Time travel is wonderful until every old version becomes someone else's storage bill.

Retention is where time travel becomes policy

Open table formats make time travel practical by preserving table snapshots. That capability is valuable for debugging, recovery, audit, and reproducibility. It also creates a retention problem.

If snapshots never expire, metadata and storage grow. If snapshots expire too aggressively, recovery and audit use cases break. Snapshot retention is not a cleanup preference. It is a policy decision.

Core idea: snapshot expiration should encode business recovery and audit requirements before it encodes storage anxiety.

What expiration actually does

Iceberg creates a new snapshot for table changes. Expiring snapshots removes old snapshots from table metadata based on retention policy, which allows data files no longer referenced by retained snapshots to be deleted.

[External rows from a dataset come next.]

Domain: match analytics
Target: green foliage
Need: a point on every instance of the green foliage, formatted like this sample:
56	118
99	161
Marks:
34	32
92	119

That distinction matters. Expiration changes the recoverability window. It also affects whether old files can be physically removed. Teams should understand both the metadata effect and the storage effect before scheduling a job.

Retention needs table classes

Not every table needs the same retention policy. Classify tables by business requirement:

  • critical regulated tables: longer retention, tighter audit, slower deletion
  • operational high-churn tables: shorter windows with strong recovery procedures
  • derived tables: retention tied to rebuild cost and downstream dependency
  • temporary or experimental tables: aggressive expiration and clear owner accountability

One global default is easy. It is rarely correct.

Expiration has to respect writes and branches

Retention must account for active writes, branches, tags, and long-running readers. A cleanup process that deletes data needed by in-progress work can corrupt trust in the platform faster than almost anything else.

Use conservative safety windows, dry runs where available, and table-specific procedures. The team should know exactly which snapshots will remain and why.

A retention runbook that works

  • Define minimum snapshots, maximum age, and branch or tag policy by table class.
  • Record owners and approval path for retention changes.
  • Run expiration on a schedule with metrics and alerts.
  • Track metadata size, snapshot count, data-file deletion, and failure rate.
  • Test restore and rollback behavior inside the retained window.

If the policy has never been tested during a restore drill, it is not a policy yet. It is a guess.

Sources to start with

Start with Iceberg maintenance and specification docs, then validate operational behavior in the engines that manage your tables.